Publications
Unexpected scaling of peak acceleration for a yielding mass-spring system subjected to a triangular base acceleration pulse
The use of bounding scenarios is a common practice that greatly simplifies the design and qualification of structures. However, this approach implicitly assumes that the quantities of interest increase monotonically with the input to the structure, which is not necessarily true for nonlinear structures. This paper surveys the literature for observations of nonmonotonic behavior of nonlinear systems and finds such observations in both the earthquake engineering and applied mechanics literature.
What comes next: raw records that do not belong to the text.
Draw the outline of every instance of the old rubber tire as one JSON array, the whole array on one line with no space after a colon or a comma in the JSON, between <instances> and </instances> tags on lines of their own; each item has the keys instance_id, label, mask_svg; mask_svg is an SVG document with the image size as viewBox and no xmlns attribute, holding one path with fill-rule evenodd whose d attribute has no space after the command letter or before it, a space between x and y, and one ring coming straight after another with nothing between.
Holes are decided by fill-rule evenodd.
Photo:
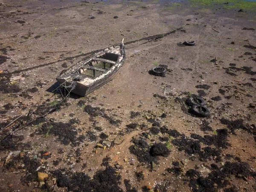
<instances>
[{"instance_id":1,"label":"old rubber tire","mask_svg":"<svg viewBox=\"0 0 256 192\"><path fill-rule=\"evenodd\" d=\"M195 44L195 41L185 41L183 43L185 45L188 46L194 46Z\"/></svg>"},{"instance_id":2,"label":"old rubber tire","mask_svg":"<svg viewBox=\"0 0 256 192\"><path fill-rule=\"evenodd\" d=\"M204 105L195 105L191 109L193 114L199 117L206 117L210 115L209 109Z\"/></svg>"},{"instance_id":3,"label":"old rubber tire","mask_svg":"<svg viewBox=\"0 0 256 192\"><path fill-rule=\"evenodd\" d=\"M200 97L195 98L190 97L189 99L189 103L190 105L204 105L206 104L205 101Z\"/></svg>"},{"instance_id":4,"label":"old rubber tire","mask_svg":"<svg viewBox=\"0 0 256 192\"><path fill-rule=\"evenodd\" d=\"M151 70L152 74L157 76L165 76L166 69L163 66L154 67Z\"/></svg>"}]
</instances>

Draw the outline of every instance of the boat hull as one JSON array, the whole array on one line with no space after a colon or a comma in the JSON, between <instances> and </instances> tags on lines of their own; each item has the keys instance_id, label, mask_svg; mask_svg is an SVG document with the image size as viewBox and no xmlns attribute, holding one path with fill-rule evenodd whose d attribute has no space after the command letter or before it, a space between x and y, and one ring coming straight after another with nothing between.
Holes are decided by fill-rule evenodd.
<instances>
[{"instance_id":1,"label":"boat hull","mask_svg":"<svg viewBox=\"0 0 256 192\"><path fill-rule=\"evenodd\" d=\"M71 91L75 94L81 96L87 96L96 89L108 83L116 75L124 63L125 59L124 46L122 43L122 44L123 46L122 47L123 47L123 49L121 51L122 55L119 55L119 58L120 58L120 59L116 61L115 64L115 67L113 67L111 70L109 70L109 71L106 73L106 75L103 75L102 77L99 78L96 78L95 80L92 80L90 79L90 80L91 82L90 82L90 83L85 83L85 81L83 81L69 80L68 78L67 77L67 76L69 76L68 74L61 75L57 78L57 80L60 82L62 86L65 87L65 89L68 90L69 91ZM120 57L121 57L120 58ZM95 57L93 58L95 59ZM90 59L89 59L87 60L90 61ZM79 64L78 64L77 65ZM75 65L71 68L77 69L77 67L76 65ZM74 73L74 70L71 70L70 69L67 70L67 73L69 73L69 71L71 71L72 72L70 73L72 74L72 73Z\"/></svg>"}]
</instances>

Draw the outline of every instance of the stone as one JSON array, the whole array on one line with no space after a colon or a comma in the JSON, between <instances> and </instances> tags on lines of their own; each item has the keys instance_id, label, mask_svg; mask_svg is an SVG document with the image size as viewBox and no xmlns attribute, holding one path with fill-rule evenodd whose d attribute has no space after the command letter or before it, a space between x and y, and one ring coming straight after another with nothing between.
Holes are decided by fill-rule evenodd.
<instances>
[{"instance_id":1,"label":"stone","mask_svg":"<svg viewBox=\"0 0 256 192\"><path fill-rule=\"evenodd\" d=\"M116 138L114 143L116 145L120 145L124 141L124 140L123 136L120 136L117 137Z\"/></svg>"},{"instance_id":2,"label":"stone","mask_svg":"<svg viewBox=\"0 0 256 192\"><path fill-rule=\"evenodd\" d=\"M38 172L38 182L44 181L44 179L48 177L48 175L47 173L43 173L42 172Z\"/></svg>"},{"instance_id":3,"label":"stone","mask_svg":"<svg viewBox=\"0 0 256 192\"><path fill-rule=\"evenodd\" d=\"M44 181L40 181L39 182L39 188L41 188L42 187L42 186L43 186L43 185L44 185L45 184L45 183L44 183Z\"/></svg>"},{"instance_id":4,"label":"stone","mask_svg":"<svg viewBox=\"0 0 256 192\"><path fill-rule=\"evenodd\" d=\"M108 147L110 147L111 146L111 142L108 141L103 141L102 142L102 144L108 146Z\"/></svg>"},{"instance_id":5,"label":"stone","mask_svg":"<svg viewBox=\"0 0 256 192\"><path fill-rule=\"evenodd\" d=\"M150 190L150 189L152 189L152 186L151 186L151 185L147 185L147 189L148 189Z\"/></svg>"},{"instance_id":6,"label":"stone","mask_svg":"<svg viewBox=\"0 0 256 192\"><path fill-rule=\"evenodd\" d=\"M100 143L98 143L97 144L97 146L101 147L102 148L103 148L104 147L104 145L103 145L102 144L101 144Z\"/></svg>"},{"instance_id":7,"label":"stone","mask_svg":"<svg viewBox=\"0 0 256 192\"><path fill-rule=\"evenodd\" d=\"M148 129L149 129L149 128L148 127L143 127L141 129L142 131L148 131Z\"/></svg>"},{"instance_id":8,"label":"stone","mask_svg":"<svg viewBox=\"0 0 256 192\"><path fill-rule=\"evenodd\" d=\"M237 177L238 178L242 178L242 174L238 174L237 175Z\"/></svg>"},{"instance_id":9,"label":"stone","mask_svg":"<svg viewBox=\"0 0 256 192\"><path fill-rule=\"evenodd\" d=\"M156 163L155 163L154 161L152 161L151 163L151 167L152 168L152 169L156 167L156 166L157 166Z\"/></svg>"}]
</instances>

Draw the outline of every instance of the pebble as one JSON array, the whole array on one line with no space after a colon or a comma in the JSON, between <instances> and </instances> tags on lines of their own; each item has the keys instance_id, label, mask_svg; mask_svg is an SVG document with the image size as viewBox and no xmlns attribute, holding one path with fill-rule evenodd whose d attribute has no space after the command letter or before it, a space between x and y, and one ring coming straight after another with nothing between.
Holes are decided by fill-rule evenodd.
<instances>
[{"instance_id":1,"label":"pebble","mask_svg":"<svg viewBox=\"0 0 256 192\"><path fill-rule=\"evenodd\" d=\"M144 127L142 128L142 129L141 129L142 131L147 131L148 129L149 129L149 128L148 127Z\"/></svg>"},{"instance_id":2,"label":"pebble","mask_svg":"<svg viewBox=\"0 0 256 192\"><path fill-rule=\"evenodd\" d=\"M48 177L48 175L47 173L42 172L38 172L38 182L44 181L44 179Z\"/></svg>"},{"instance_id":3,"label":"pebble","mask_svg":"<svg viewBox=\"0 0 256 192\"><path fill-rule=\"evenodd\" d=\"M44 181L40 181L40 182L39 183L39 187L42 187L42 186L43 186L43 185L44 185L45 184L45 183L44 183Z\"/></svg>"},{"instance_id":4,"label":"pebble","mask_svg":"<svg viewBox=\"0 0 256 192\"><path fill-rule=\"evenodd\" d=\"M97 146L101 147L102 148L104 147L104 145L103 145L102 144L101 144L100 143L98 143L97 144Z\"/></svg>"},{"instance_id":5,"label":"pebble","mask_svg":"<svg viewBox=\"0 0 256 192\"><path fill-rule=\"evenodd\" d=\"M111 142L108 141L103 141L102 144L108 146L108 147L110 147L111 146Z\"/></svg>"},{"instance_id":6,"label":"pebble","mask_svg":"<svg viewBox=\"0 0 256 192\"><path fill-rule=\"evenodd\" d=\"M124 137L123 136L119 136L116 138L114 143L116 145L121 144L124 141Z\"/></svg>"},{"instance_id":7,"label":"pebble","mask_svg":"<svg viewBox=\"0 0 256 192\"><path fill-rule=\"evenodd\" d=\"M157 165L154 163L154 161L152 161L152 163L151 164L151 166L152 167L152 169L156 167L156 166L157 166Z\"/></svg>"}]
</instances>

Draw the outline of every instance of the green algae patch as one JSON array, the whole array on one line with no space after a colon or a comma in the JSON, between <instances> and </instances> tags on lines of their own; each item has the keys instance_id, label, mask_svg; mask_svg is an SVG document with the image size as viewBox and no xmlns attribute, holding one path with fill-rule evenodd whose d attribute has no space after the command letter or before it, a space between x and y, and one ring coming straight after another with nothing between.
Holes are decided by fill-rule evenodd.
<instances>
[{"instance_id":1,"label":"green algae patch","mask_svg":"<svg viewBox=\"0 0 256 192\"><path fill-rule=\"evenodd\" d=\"M215 7L221 5L226 9L237 8L244 10L256 10L256 2L254 1L242 0L189 0L189 2L191 3L191 6L193 7L199 7L202 6Z\"/></svg>"}]
</instances>

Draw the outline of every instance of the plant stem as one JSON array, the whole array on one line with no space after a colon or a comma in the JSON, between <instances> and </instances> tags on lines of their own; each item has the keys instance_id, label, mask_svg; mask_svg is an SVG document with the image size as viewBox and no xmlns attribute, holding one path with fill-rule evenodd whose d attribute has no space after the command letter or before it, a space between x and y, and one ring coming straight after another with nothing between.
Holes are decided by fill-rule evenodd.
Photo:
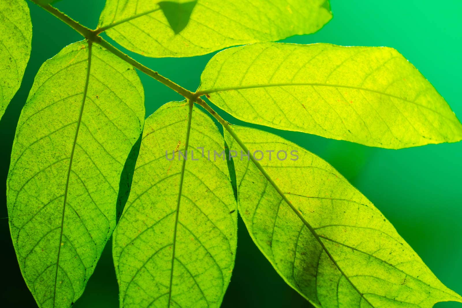
<instances>
[{"instance_id":1,"label":"plant stem","mask_svg":"<svg viewBox=\"0 0 462 308\"><path fill-rule=\"evenodd\" d=\"M109 52L114 54L125 62L138 68L148 76L154 78L158 81L166 85L182 96L193 101L195 100L195 97L193 92L176 84L168 78L160 74L157 72L153 71L149 67L141 64L133 58L130 57L127 54L119 50L111 45L109 42L98 35L98 33L100 33L101 29L92 30L89 28L80 24L58 9L53 7L49 5L43 5L38 3L36 0L31 0L44 10L50 13L58 19L65 23L90 42L93 42L107 49Z\"/></svg>"},{"instance_id":2,"label":"plant stem","mask_svg":"<svg viewBox=\"0 0 462 308\"><path fill-rule=\"evenodd\" d=\"M98 37L99 37L99 36L98 36ZM101 38L101 39L100 41L96 42L95 42L98 45L101 45L103 47L104 47L107 49L108 51L112 53L125 62L131 65L134 67L138 68L139 70L148 76L154 78L159 82L166 85L169 88L170 88L170 89L172 89L184 97L190 99L192 101L195 100L195 94L193 92L185 89L181 85L176 84L168 78L164 77L160 74L158 72L155 72L155 71L153 71L149 67L141 64L133 58L131 58L128 55L118 49L108 41L106 41L103 38Z\"/></svg>"},{"instance_id":3,"label":"plant stem","mask_svg":"<svg viewBox=\"0 0 462 308\"><path fill-rule=\"evenodd\" d=\"M44 5L37 2L36 0L30 0L37 6L50 13L54 16L60 19L68 26L74 29L85 38L92 41L90 38L94 36L93 31L91 29L81 25L78 22L64 14L58 9L53 7L49 4Z\"/></svg>"}]
</instances>

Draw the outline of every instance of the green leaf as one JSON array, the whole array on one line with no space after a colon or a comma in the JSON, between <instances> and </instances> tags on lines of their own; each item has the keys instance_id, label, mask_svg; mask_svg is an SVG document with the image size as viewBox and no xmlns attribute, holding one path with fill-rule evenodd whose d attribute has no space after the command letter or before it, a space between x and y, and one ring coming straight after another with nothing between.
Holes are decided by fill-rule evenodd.
<instances>
[{"instance_id":1,"label":"green leaf","mask_svg":"<svg viewBox=\"0 0 462 308\"><path fill-rule=\"evenodd\" d=\"M251 155L263 151L257 163L268 176L246 157L234 159L241 216L279 274L316 307L431 307L440 301L462 302L328 163L275 135L233 127ZM238 150L225 134L230 151ZM270 159L265 151L271 150ZM285 160L279 151L286 152ZM255 156L259 159L261 154Z\"/></svg>"},{"instance_id":2,"label":"green leaf","mask_svg":"<svg viewBox=\"0 0 462 308\"><path fill-rule=\"evenodd\" d=\"M19 267L40 307L79 298L111 236L144 95L130 66L85 41L65 48L36 77L16 130L7 196Z\"/></svg>"},{"instance_id":3,"label":"green leaf","mask_svg":"<svg viewBox=\"0 0 462 308\"><path fill-rule=\"evenodd\" d=\"M371 146L462 139L444 100L395 50L255 44L220 52L201 94L244 121Z\"/></svg>"},{"instance_id":4,"label":"green leaf","mask_svg":"<svg viewBox=\"0 0 462 308\"><path fill-rule=\"evenodd\" d=\"M21 85L30 55L32 24L24 0L0 1L0 118Z\"/></svg>"},{"instance_id":5,"label":"green leaf","mask_svg":"<svg viewBox=\"0 0 462 308\"><path fill-rule=\"evenodd\" d=\"M158 5L173 32L178 34L188 24L193 9L197 3L197 0L183 3L163 1L159 2Z\"/></svg>"},{"instance_id":6,"label":"green leaf","mask_svg":"<svg viewBox=\"0 0 462 308\"><path fill-rule=\"evenodd\" d=\"M234 264L237 204L226 162L207 151L224 144L212 121L185 102L146 119L114 234L121 307L219 307ZM187 161L179 160L185 149Z\"/></svg>"},{"instance_id":7,"label":"green leaf","mask_svg":"<svg viewBox=\"0 0 462 308\"><path fill-rule=\"evenodd\" d=\"M181 33L179 26L185 23L186 14L169 17L171 10L164 14L159 6L164 1L157 0L107 0L100 30L125 48L145 56L186 57L311 33L332 18L325 0L198 0L194 9L194 1L176 2L192 10ZM178 25L172 25L172 19Z\"/></svg>"}]
</instances>

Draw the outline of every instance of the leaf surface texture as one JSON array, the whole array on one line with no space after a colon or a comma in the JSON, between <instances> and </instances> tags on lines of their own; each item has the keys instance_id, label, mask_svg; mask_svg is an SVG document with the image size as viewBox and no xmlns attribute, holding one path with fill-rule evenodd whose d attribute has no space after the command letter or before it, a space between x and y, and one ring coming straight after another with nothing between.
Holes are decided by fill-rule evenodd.
<instances>
[{"instance_id":1,"label":"leaf surface texture","mask_svg":"<svg viewBox=\"0 0 462 308\"><path fill-rule=\"evenodd\" d=\"M325 0L198 0L187 25L179 32L160 9L159 3L165 2L184 7L194 1L107 0L99 26L124 47L144 55L187 57L311 33L332 18Z\"/></svg>"},{"instance_id":2,"label":"leaf surface texture","mask_svg":"<svg viewBox=\"0 0 462 308\"><path fill-rule=\"evenodd\" d=\"M47 60L21 113L7 189L12 238L42 307L82 294L116 225L119 181L141 133L134 70L86 42Z\"/></svg>"},{"instance_id":3,"label":"leaf surface texture","mask_svg":"<svg viewBox=\"0 0 462 308\"><path fill-rule=\"evenodd\" d=\"M24 0L0 1L0 118L21 85L30 55L32 24Z\"/></svg>"},{"instance_id":4,"label":"leaf surface texture","mask_svg":"<svg viewBox=\"0 0 462 308\"><path fill-rule=\"evenodd\" d=\"M146 120L113 255L123 307L219 307L234 264L237 204L212 121L184 102ZM204 148L204 157L201 150ZM188 160L178 160L179 151ZM194 151L192 160L190 151ZM171 159L172 152L175 158Z\"/></svg>"},{"instance_id":5,"label":"leaf surface texture","mask_svg":"<svg viewBox=\"0 0 462 308\"><path fill-rule=\"evenodd\" d=\"M217 54L201 80L253 123L390 149L462 139L448 104L391 48L254 44Z\"/></svg>"},{"instance_id":6,"label":"leaf surface texture","mask_svg":"<svg viewBox=\"0 0 462 308\"><path fill-rule=\"evenodd\" d=\"M246 157L234 159L240 215L280 275L314 305L411 308L462 302L328 163L275 135L233 127L251 155L263 151L259 163L271 179ZM230 149L238 148L227 132L225 139ZM274 151L271 160L265 152L270 150ZM287 153L285 160L278 158L280 151ZM291 159L292 151L298 159Z\"/></svg>"}]
</instances>

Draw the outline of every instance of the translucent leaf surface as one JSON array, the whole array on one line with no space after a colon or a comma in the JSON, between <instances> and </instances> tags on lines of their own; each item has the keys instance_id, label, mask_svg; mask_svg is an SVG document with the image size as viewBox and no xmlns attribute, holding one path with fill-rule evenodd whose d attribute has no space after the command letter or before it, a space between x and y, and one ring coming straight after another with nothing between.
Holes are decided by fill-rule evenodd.
<instances>
[{"instance_id":1,"label":"translucent leaf surface","mask_svg":"<svg viewBox=\"0 0 462 308\"><path fill-rule=\"evenodd\" d=\"M246 157L234 158L241 216L280 275L314 305L432 307L438 302L462 302L329 164L276 135L233 127L251 155L263 152L259 163L271 179ZM230 150L238 150L225 134ZM274 151L271 159L268 151ZM261 153L255 156L259 159Z\"/></svg>"},{"instance_id":2,"label":"translucent leaf surface","mask_svg":"<svg viewBox=\"0 0 462 308\"><path fill-rule=\"evenodd\" d=\"M146 120L114 231L121 307L219 307L229 283L237 205L226 162L207 155L224 151L224 141L212 120L188 105L169 103ZM187 148L185 161L179 151Z\"/></svg>"},{"instance_id":3,"label":"translucent leaf surface","mask_svg":"<svg viewBox=\"0 0 462 308\"><path fill-rule=\"evenodd\" d=\"M391 48L254 44L217 54L201 80L251 123L390 149L462 139L448 104Z\"/></svg>"},{"instance_id":4,"label":"translucent leaf surface","mask_svg":"<svg viewBox=\"0 0 462 308\"><path fill-rule=\"evenodd\" d=\"M144 123L131 66L70 45L40 68L16 130L7 181L19 266L37 303L70 306L116 225L121 174Z\"/></svg>"},{"instance_id":5,"label":"translucent leaf surface","mask_svg":"<svg viewBox=\"0 0 462 308\"><path fill-rule=\"evenodd\" d=\"M30 55L32 24L24 0L0 1L0 118L19 88Z\"/></svg>"},{"instance_id":6,"label":"translucent leaf surface","mask_svg":"<svg viewBox=\"0 0 462 308\"><path fill-rule=\"evenodd\" d=\"M179 32L160 9L159 3L164 2L107 0L99 27L124 47L144 55L187 57L311 33L332 18L325 0L198 0Z\"/></svg>"}]
</instances>

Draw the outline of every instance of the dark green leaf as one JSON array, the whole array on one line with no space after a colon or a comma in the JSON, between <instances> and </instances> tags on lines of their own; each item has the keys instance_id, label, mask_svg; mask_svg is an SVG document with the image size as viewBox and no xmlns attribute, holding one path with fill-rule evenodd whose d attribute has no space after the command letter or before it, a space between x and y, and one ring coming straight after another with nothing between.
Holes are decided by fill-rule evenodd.
<instances>
[{"instance_id":1,"label":"dark green leaf","mask_svg":"<svg viewBox=\"0 0 462 308\"><path fill-rule=\"evenodd\" d=\"M178 34L188 24L197 3L197 0L187 2L163 1L158 5L173 31Z\"/></svg>"}]
</instances>

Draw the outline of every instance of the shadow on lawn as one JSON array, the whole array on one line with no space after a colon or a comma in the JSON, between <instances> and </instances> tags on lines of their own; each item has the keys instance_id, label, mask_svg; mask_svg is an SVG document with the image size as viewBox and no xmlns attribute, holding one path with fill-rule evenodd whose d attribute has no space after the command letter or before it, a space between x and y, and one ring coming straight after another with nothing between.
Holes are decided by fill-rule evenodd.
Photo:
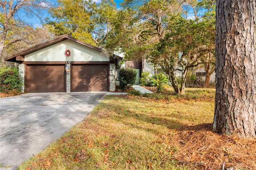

Numerical simulations of a single degree-of-freedom mass-spring system with an elastic–plastic spring subjected to a triangular base acceleration pulse are then presented, and it is shown that the relative acceleration of this system scales nonmonotonically with the input magnitude in some cases. The equation of motion for this system is solved symbolically and an approximate expression for the relative acceleration is developed, which qualitatively agrees with the nonmonotonic behavior seen in the numerical results. The nonmonotonicity is investigated and found to be a result of dynamics excited by the discontinuous derivative of the base acceleration pulse, the magnitude of which scales nonmonotonically with the input magnitude due to the fact that the first yield of the spring occurs earlier as the input magnitude is increased. The relevance of this finding within the context of defining bounding scenarios is discussed, and it is recommended that modeling be used to perform a survey of the full range of possible inputs prior to defining bounding scenarios.